Critics have previously claimed that NSO Group spyware was misued to target the media and other innocent people, but new findings might have revealed the extent of that misuse. The Washington Post has shared a multi-partner investigation claiming that NSO's Pegasus software was used to successfully hack 37 phones, including journalists, activists and the two women closest to murdered Saudi journalist Jamal Khashoggi.
The victims were on a 2016-era list of 50,000 phone numbers from countries believed to conduct both extensive surveillance and use of NSO tools, such as Hungary and Saudi Arabia. The list included 1,000 people who didn't obviously fit the software's intended criminal targets, including over 600 politicians, 189 journalists, 85 humans rights activists and 65 business executives.
Roughly a dozen Americans working overseas were on the list, but the investigation partners couldn't conduct forensic studies on most of their phones or find evidence of successful hacks. NSO previously said Pegasus couldn't be used to snoop on American devices.

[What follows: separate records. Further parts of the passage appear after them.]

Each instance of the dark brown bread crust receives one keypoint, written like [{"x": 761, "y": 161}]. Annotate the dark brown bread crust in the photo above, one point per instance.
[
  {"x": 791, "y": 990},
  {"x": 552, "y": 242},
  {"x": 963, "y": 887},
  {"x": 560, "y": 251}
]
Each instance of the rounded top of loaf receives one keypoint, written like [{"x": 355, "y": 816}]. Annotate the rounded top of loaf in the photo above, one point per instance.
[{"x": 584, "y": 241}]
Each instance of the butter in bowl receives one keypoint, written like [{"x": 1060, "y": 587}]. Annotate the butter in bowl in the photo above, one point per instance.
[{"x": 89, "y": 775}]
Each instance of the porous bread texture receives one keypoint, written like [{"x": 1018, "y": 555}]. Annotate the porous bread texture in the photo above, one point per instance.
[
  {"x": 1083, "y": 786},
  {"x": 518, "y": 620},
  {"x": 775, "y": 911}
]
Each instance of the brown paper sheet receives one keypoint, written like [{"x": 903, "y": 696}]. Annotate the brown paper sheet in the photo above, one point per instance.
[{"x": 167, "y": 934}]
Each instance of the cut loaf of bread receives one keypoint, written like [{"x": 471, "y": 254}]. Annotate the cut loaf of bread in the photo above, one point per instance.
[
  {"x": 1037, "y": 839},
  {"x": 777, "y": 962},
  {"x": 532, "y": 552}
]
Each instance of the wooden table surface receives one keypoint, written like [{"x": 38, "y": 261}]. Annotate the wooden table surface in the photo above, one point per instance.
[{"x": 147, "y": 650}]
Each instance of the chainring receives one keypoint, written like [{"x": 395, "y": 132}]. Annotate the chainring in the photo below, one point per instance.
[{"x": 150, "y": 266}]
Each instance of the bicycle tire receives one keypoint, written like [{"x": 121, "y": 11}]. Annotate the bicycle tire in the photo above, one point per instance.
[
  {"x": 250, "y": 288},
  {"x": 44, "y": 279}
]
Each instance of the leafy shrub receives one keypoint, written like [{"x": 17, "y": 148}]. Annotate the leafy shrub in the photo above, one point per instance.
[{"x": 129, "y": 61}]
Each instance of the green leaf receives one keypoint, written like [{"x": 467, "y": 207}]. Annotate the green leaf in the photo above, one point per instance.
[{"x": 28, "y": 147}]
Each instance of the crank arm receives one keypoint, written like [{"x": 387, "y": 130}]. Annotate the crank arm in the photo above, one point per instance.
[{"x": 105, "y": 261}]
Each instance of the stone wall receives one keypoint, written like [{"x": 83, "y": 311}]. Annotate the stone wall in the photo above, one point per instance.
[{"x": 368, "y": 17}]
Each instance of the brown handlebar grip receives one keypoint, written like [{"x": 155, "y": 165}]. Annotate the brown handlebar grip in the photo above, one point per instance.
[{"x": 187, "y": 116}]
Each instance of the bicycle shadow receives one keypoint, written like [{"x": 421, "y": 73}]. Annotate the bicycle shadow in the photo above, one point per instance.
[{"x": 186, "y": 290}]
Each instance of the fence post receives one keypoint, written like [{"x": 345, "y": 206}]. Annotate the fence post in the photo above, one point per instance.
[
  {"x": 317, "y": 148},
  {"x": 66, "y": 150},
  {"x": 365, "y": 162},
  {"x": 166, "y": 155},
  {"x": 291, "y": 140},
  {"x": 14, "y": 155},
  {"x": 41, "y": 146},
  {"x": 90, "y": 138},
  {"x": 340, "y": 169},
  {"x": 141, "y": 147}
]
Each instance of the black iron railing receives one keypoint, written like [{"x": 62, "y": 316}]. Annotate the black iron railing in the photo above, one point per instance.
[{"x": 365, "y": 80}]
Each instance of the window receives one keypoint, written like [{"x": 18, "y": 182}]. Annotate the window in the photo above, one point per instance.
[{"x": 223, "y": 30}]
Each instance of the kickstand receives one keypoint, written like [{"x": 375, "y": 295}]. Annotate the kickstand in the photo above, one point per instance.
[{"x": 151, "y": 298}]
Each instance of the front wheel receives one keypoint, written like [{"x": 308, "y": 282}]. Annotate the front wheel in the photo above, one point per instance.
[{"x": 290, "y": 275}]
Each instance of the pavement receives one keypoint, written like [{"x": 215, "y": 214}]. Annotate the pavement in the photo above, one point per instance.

NSO flatly denied the claims stemming from the investigation. It maintained that the information had "no factual basis," and rejected the notion that Pegasus was used to target Khashoggi or his associates. It maintained that it shut down access "multiple times" over past abuses, and that the list was too large to be focused solely on numbers its client countries would have targeted. The company went so far as to hire a libel attorney, Thomas Clare, that accused the investigation partners of having "misinterpreted and mischaracterized" data while making "speculative and baseless assumptions."
NSO has historically pinned abuse claims on the countries themselves, and has said it reviewed the human rights records of a given nation before doing business.
The report comes a year and a half after Facebook sued NSO for allegedly enabling call exploit attacks against WhatsApp, and mere months after Citizen Lab claimed that NSO software was used to hack Al Jazeera journalists' iPhones using an iMessage flaw. However true the accusations might be, they'll at least affect NSO's reputation — they cast doubt on the company's assertion that it only serves customers pursuing obvious targets like terrorists.